When purchasing a business that includes commercial real estate, an SBA loan can be an excellent financing option. These loans, typically under the SBA 7(a) or SBA 504 programs, provide favorable terms and lower down payment requirements compared to conventional loans, making them attractive for business buyers.
SBA 7(a) Loans are the most versatile option for business acquisitions, offering funding for both the business purchase and the real estate. These loans can cover up to 90% of the total cost, reducing the upfront cash needed. They also come with competitive interest rates and longer repayment terms, often up to 25 years for real estate, which can make monthly payments more manageable.

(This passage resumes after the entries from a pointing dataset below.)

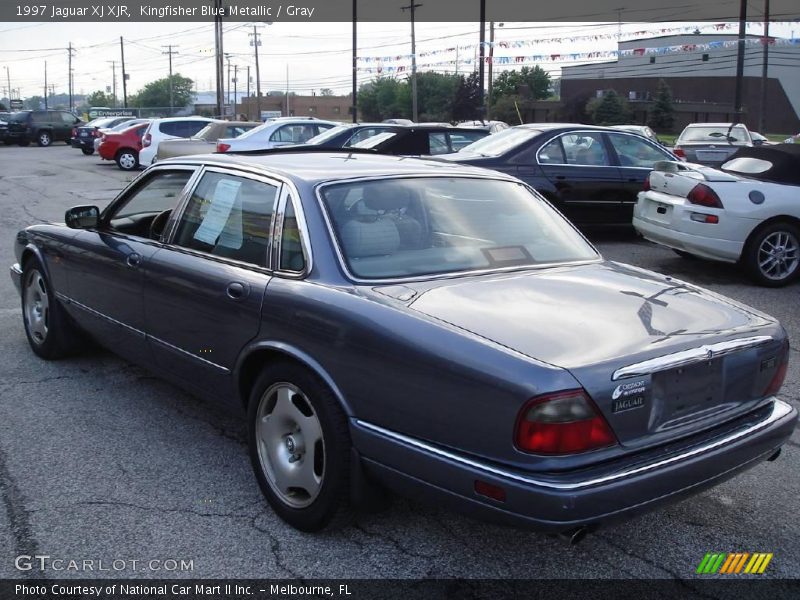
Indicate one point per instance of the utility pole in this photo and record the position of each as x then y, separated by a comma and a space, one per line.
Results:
414, 111
170, 52
355, 61
124, 75
737, 101
482, 53
218, 53
113, 81
255, 43
235, 88
228, 78
70, 51
764, 69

SBA 504 Loans are tailored specifically for purchasing commercial real estate and large equipment. This option combines a loan from a Certified Development Company (CDC) with a bank loan, allowing buyers to secure up to 90% financing for the real estate component. The 504 loan offers fixed interest rates for the CDC portion, adding predictability to payments. It is ideal when the real estate portion of the deal is substantial.
What to Expect in the Application Process: Buyers will need to provide detailed financial records, business plans, and a thorough valuation of the business and property. Lenders will evaluate the property’s appraised value, the buyer’s creditworthiness, and the profitability of the business. SBA loans generally require the buyer to have 10-20% as a down payment, along with additional operating capital, and collateral may be required.
Why Choose an SBA Loan? Lower down payments and longer terms make these loans a great choice for business buyers seeking to preserve cash flow while acquiring an income-generating property. With a well-prepared application, an SBA loan can be a practical pathway to owning a business and the property it operates from.